The definition of a submanifold of $\mathbb{R}^n$ I was given is the following:
A subset $M \subseteq \mathbb{R}^n$ is called an $m$-dimensional submanifold of $\mathbb{R}^n$ if for every point $x \in M$ there exists an open set $U \subseteq \mathbb{R}^n$ containing $x$ and an open subset $V\subseteq \mathbb{R}^n$ together with a diffeomorphism $\phi$ from $U$ to $V$ such that $\phi(M \cap U)=V \cap (\mathbb{R}^m \times \{0\})$ with $0 \in \mathbb{R}^{n-m}$.

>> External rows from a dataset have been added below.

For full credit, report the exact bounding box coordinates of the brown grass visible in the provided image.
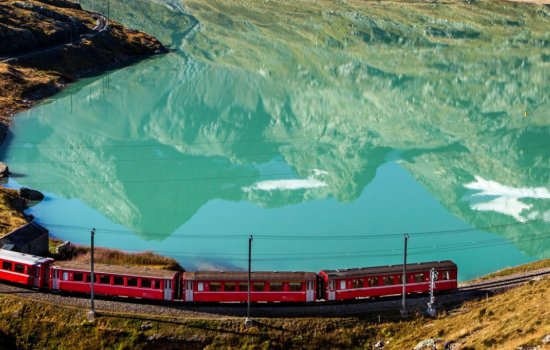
[0,187,27,236]
[471,259,550,282]
[69,247,183,271]
[0,278,550,350]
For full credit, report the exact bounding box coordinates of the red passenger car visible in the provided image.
[50,261,181,300]
[319,260,457,300]
[0,249,53,288]
[183,271,317,302]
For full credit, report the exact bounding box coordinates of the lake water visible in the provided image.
[0,0,550,280]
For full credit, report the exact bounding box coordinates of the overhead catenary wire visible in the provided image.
[40,218,548,241]
[81,234,550,262]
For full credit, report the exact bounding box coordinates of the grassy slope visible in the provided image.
[0,0,164,234]
[0,268,550,349]
[0,188,27,236]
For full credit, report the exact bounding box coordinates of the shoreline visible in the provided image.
[0,0,169,233]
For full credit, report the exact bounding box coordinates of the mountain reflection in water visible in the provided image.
[2,1,550,276]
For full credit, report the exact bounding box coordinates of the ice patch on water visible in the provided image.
[464,176,550,222]
[472,197,532,222]
[464,176,550,199]
[243,177,327,192]
[243,169,328,192]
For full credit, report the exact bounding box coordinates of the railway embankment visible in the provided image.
[0,260,550,350]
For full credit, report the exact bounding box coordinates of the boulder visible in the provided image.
[19,187,44,201]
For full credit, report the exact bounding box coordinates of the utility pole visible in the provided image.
[244,235,253,328]
[426,267,437,317]
[88,228,95,322]
[401,233,409,316]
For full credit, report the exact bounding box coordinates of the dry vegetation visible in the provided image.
[0,188,27,236]
[0,270,550,350]
[68,247,183,271]
[472,259,550,282]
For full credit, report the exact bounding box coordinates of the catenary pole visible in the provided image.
[244,235,253,327]
[88,228,95,322]
[401,233,409,315]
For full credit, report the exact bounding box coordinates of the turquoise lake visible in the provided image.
[0,0,550,280]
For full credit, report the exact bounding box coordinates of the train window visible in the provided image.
[223,282,237,292]
[367,277,378,287]
[13,264,25,273]
[209,282,222,292]
[141,278,151,288]
[2,261,11,271]
[288,282,302,292]
[252,282,265,292]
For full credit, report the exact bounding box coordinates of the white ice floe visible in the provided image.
[464,176,550,222]
[464,176,550,199]
[243,169,328,192]
[472,197,532,222]
[243,177,327,192]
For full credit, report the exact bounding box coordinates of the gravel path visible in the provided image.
[0,268,550,319]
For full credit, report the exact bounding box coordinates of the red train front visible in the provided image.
[0,249,54,289]
[319,260,457,300]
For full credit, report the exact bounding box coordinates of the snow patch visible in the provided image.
[464,176,550,222]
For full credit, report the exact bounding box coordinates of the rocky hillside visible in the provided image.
[0,0,166,138]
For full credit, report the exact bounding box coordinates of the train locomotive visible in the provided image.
[0,249,457,303]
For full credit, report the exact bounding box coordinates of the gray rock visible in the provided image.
[139,322,153,331]
[19,187,44,201]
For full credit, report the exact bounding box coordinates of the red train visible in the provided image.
[0,249,457,303]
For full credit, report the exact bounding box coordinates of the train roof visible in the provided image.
[183,271,316,282]
[321,260,456,278]
[52,261,178,279]
[0,249,53,265]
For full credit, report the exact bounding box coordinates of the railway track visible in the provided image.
[0,268,550,320]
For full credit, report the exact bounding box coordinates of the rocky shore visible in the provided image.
[0,0,167,233]
[0,0,167,142]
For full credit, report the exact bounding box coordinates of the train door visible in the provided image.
[52,269,59,290]
[164,279,172,300]
[306,281,315,301]
[327,280,336,300]
[33,265,42,288]
[185,281,193,301]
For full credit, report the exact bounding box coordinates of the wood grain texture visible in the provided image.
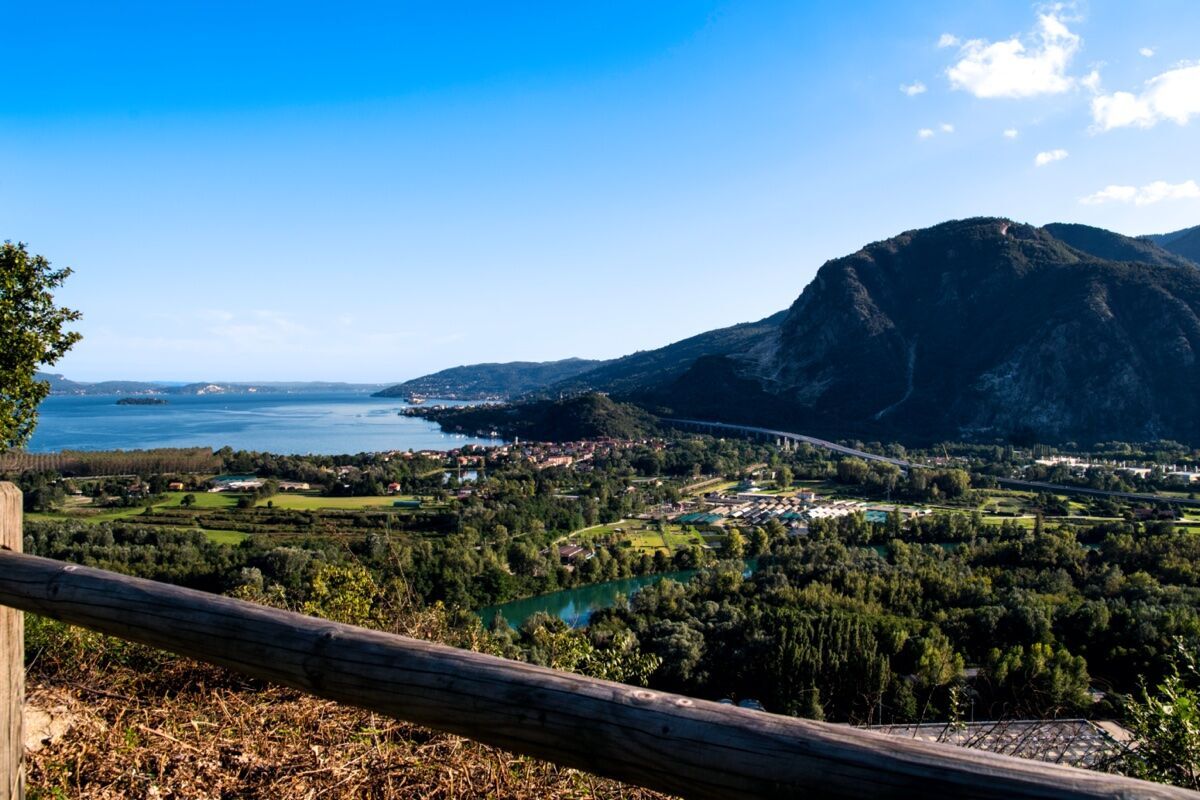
[0,483,25,800]
[0,553,1200,799]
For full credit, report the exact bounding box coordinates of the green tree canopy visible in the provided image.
[0,241,79,452]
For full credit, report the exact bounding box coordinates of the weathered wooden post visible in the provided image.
[0,483,25,800]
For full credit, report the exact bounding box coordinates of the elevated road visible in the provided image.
[660,419,1200,506]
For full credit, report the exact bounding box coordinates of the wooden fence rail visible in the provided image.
[0,489,1200,800]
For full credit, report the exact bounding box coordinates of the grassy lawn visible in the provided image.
[204,530,250,545]
[258,492,416,511]
[569,519,721,554]
[25,492,238,523]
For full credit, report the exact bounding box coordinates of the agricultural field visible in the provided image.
[258,492,419,511]
[564,519,724,554]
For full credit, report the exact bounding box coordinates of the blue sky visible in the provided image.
[7,0,1200,381]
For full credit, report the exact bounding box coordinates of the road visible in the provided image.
[661,419,1200,506]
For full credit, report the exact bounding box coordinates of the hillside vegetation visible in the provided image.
[376,359,606,399]
[410,392,659,441]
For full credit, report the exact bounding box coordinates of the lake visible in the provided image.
[475,558,758,627]
[29,392,502,455]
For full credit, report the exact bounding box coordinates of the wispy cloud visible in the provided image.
[1092,64,1200,131]
[1079,180,1200,205]
[1033,148,1070,167]
[938,7,1081,97]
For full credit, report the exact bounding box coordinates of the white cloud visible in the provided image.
[938,10,1080,97]
[1033,148,1070,167]
[1079,181,1200,205]
[1092,64,1200,131]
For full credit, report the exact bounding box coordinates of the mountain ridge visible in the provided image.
[400,217,1200,441]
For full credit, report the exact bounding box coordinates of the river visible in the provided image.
[475,559,758,627]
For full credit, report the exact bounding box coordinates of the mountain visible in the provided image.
[547,311,786,395]
[376,359,607,399]
[1043,222,1200,269]
[413,392,659,441]
[513,218,1200,443]
[640,218,1200,441]
[1145,225,1200,264]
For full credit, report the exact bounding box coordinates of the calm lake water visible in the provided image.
[29,392,499,455]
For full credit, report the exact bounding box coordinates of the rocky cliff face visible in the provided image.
[642,218,1200,441]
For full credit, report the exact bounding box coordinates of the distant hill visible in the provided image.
[619,218,1200,441]
[376,359,607,399]
[1145,225,1200,263]
[36,372,382,395]
[1044,222,1200,269]
[547,311,786,395]
[419,393,659,441]
[432,217,1200,443]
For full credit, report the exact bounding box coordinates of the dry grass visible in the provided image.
[28,628,662,800]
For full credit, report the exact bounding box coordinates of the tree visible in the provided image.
[775,465,796,492]
[0,241,79,452]
[1120,640,1200,789]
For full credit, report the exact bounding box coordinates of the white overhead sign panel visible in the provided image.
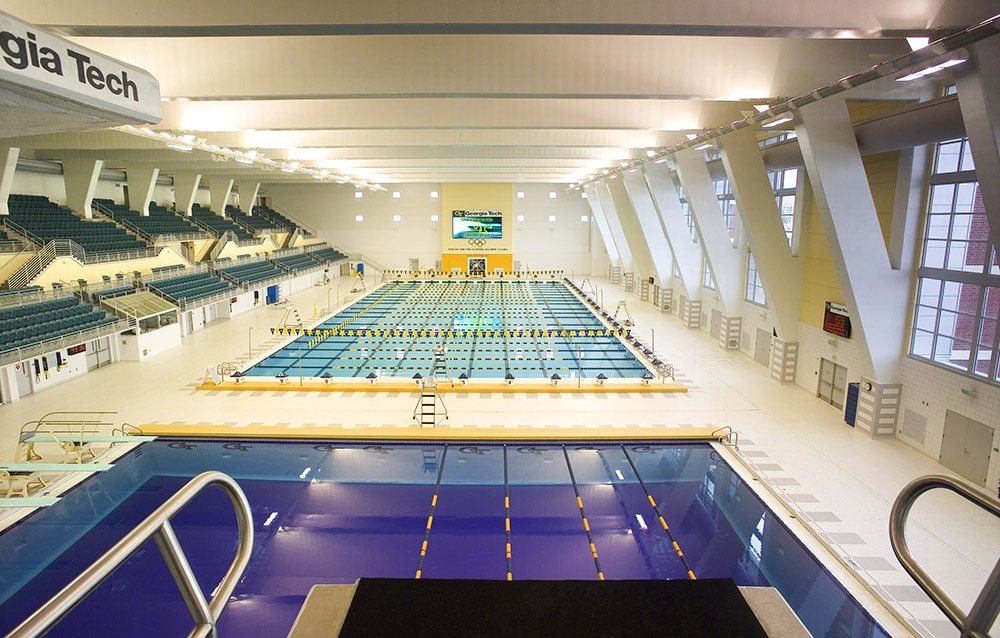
[0,12,163,124]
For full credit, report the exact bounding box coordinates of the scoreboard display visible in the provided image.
[451,210,503,239]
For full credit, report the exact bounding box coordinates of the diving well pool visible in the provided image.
[0,439,888,638]
[242,280,649,379]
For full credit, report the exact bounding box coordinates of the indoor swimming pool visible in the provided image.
[0,439,887,638]
[242,280,652,379]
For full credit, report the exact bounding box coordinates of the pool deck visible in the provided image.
[195,377,687,397]
[139,423,729,441]
[0,278,1000,637]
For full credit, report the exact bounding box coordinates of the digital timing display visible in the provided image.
[451,210,503,239]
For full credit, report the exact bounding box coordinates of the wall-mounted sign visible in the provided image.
[823,301,851,339]
[0,12,163,124]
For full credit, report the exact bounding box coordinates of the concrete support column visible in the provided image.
[622,172,673,284]
[63,159,104,219]
[208,177,234,217]
[174,173,201,217]
[236,179,260,215]
[583,184,622,266]
[719,315,743,350]
[0,146,21,215]
[588,182,635,272]
[771,338,799,383]
[643,162,702,299]
[608,178,658,279]
[125,166,160,217]
[720,128,804,341]
[676,149,744,316]
[854,376,903,439]
[680,297,701,328]
[954,38,1000,254]
[795,97,912,383]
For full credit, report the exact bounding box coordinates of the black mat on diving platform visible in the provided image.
[340,578,767,638]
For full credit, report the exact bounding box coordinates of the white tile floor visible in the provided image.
[0,280,1000,636]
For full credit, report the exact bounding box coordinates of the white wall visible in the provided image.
[118,323,181,361]
[513,184,588,275]
[262,184,606,274]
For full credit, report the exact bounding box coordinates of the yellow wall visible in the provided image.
[441,184,514,272]
[799,102,905,328]
[441,253,514,273]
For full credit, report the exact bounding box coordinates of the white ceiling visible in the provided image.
[0,0,1000,184]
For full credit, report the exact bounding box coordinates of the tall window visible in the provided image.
[712,179,739,246]
[910,139,1000,381]
[674,180,697,239]
[767,167,799,246]
[701,259,715,290]
[746,247,767,306]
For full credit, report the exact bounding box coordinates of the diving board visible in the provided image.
[0,463,114,473]
[21,434,156,443]
[0,496,59,508]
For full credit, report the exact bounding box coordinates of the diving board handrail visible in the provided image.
[889,474,1000,638]
[7,471,253,638]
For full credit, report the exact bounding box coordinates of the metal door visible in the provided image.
[753,328,771,366]
[830,364,847,408]
[938,410,993,486]
[708,308,722,339]
[816,359,847,408]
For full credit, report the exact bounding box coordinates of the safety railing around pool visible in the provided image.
[7,472,253,638]
[889,474,1000,638]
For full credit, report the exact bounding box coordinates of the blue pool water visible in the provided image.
[0,440,887,638]
[243,281,648,379]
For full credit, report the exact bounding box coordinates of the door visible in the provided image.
[469,257,486,275]
[816,359,847,408]
[753,328,771,367]
[938,410,993,486]
[708,308,722,340]
[16,361,31,397]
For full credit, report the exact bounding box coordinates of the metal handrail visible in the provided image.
[7,471,253,638]
[889,474,1000,638]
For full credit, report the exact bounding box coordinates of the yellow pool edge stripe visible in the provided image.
[133,423,719,441]
[195,376,688,394]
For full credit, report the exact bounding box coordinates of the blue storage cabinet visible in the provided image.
[844,383,861,428]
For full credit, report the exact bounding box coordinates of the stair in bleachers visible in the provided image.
[306,244,347,264]
[253,206,305,233]
[0,295,117,352]
[226,206,285,233]
[217,261,285,285]
[149,270,236,304]
[93,198,206,240]
[191,204,256,243]
[6,194,148,253]
[271,253,320,274]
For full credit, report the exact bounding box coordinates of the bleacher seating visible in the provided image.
[253,206,298,233]
[226,206,285,233]
[0,230,24,252]
[306,244,347,264]
[191,204,255,243]
[91,284,135,303]
[271,253,320,273]
[149,270,236,304]
[94,198,205,239]
[217,261,285,285]
[0,296,117,352]
[7,194,148,253]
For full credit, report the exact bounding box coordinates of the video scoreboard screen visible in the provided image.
[451,210,503,239]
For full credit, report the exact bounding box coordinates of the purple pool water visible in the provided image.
[0,440,887,638]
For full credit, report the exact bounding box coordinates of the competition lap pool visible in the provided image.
[242,281,653,380]
[0,439,888,638]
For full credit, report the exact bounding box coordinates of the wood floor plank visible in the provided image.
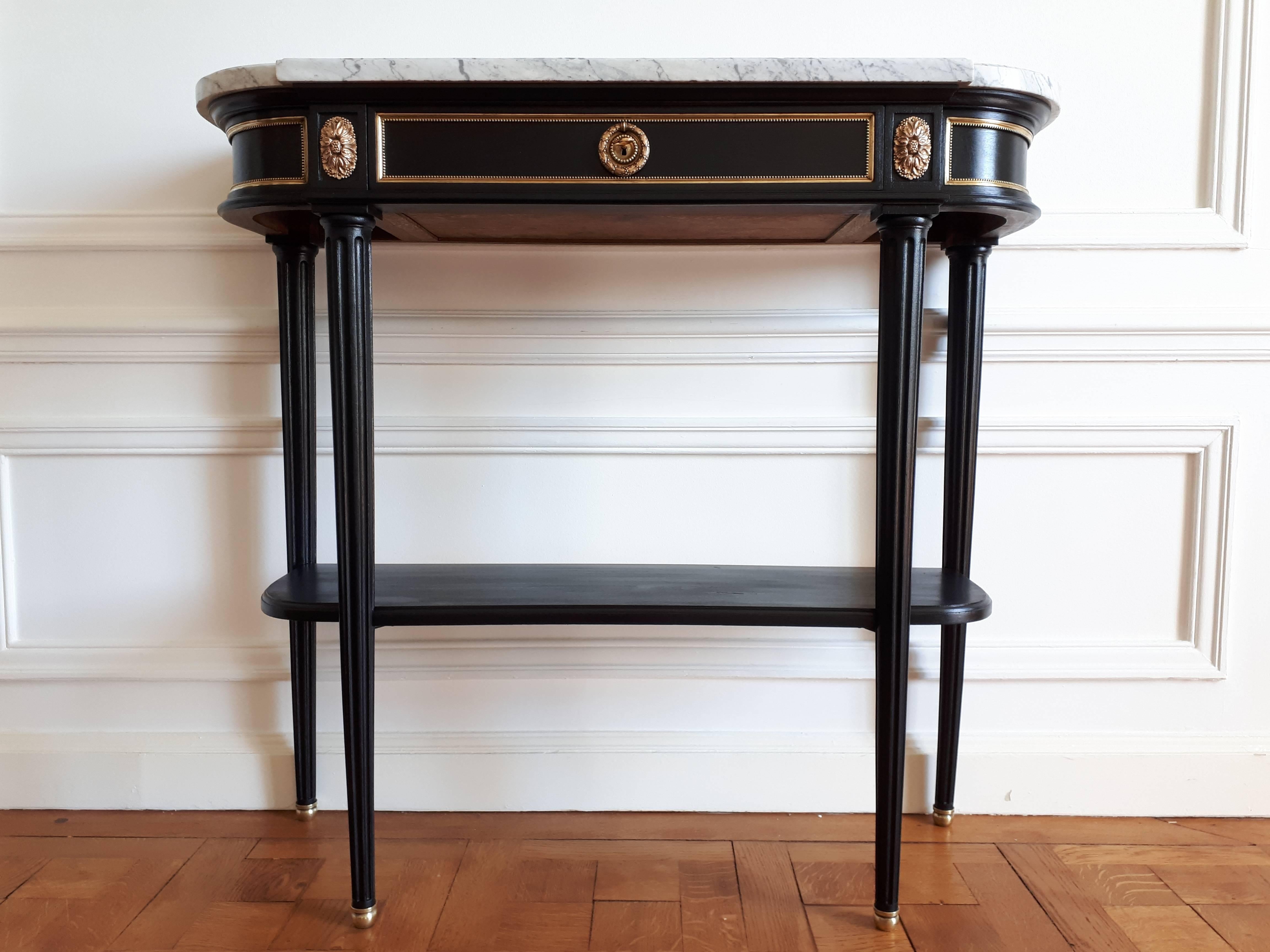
[112,839,255,950]
[1109,906,1231,952]
[679,859,746,952]
[516,859,596,902]
[586,902,683,952]
[1170,816,1270,843]
[522,839,731,862]
[0,837,203,859]
[0,810,348,839]
[1001,843,1138,952]
[1155,866,1270,905]
[904,814,1231,845]
[13,857,137,899]
[177,902,291,952]
[360,856,465,952]
[491,902,591,952]
[430,840,522,952]
[0,810,1239,844]
[1071,864,1183,906]
[1054,845,1270,868]
[789,843,975,906]
[789,843,1007,866]
[596,859,679,902]
[899,905,1017,952]
[268,899,348,952]
[679,859,740,901]
[378,812,874,842]
[1195,906,1270,952]
[803,902,913,952]
[0,857,48,902]
[679,896,746,952]
[733,840,815,952]
[794,862,874,908]
[216,859,322,902]
[957,863,1071,952]
[0,850,193,952]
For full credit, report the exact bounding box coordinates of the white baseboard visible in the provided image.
[0,731,1270,816]
[0,306,1270,367]
[0,208,1249,254]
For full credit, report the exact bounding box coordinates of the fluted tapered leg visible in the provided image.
[935,241,994,826]
[321,213,375,925]
[874,215,931,928]
[271,237,318,819]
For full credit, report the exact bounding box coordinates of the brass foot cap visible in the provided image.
[874,906,899,932]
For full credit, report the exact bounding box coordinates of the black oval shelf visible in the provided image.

I don't quite see why this captures the notion of "a manifold of dimension $m$ locally looks like $\mathbb{R}^m$". If I was asked to make this notion rigorous, I'd define a submanifold of $\mathbb{R}^n$ as follows:
A subset $M \subseteq \mathbb{R}^n$ is called an $m$-dimensional submanifold of $\mathbb{R}^n$ if for every point $x \in M$ there exists an open set $U \subseteq M$ in the subspace topology and an open set $V \subseteq \mathbb{R}^m$ which is diffeomorphic to $U$, that is there exists a diffeomorphism from $U$ to $V$.
Is there a difference between the two definitions? Isn't $\mathbb{R}^m \times \{0\})$ diffeomorphic to $\mathbb{R}^m$? Does it have something to do with wanting the Jacobi-matrix of the diffeomorphism to be invertible?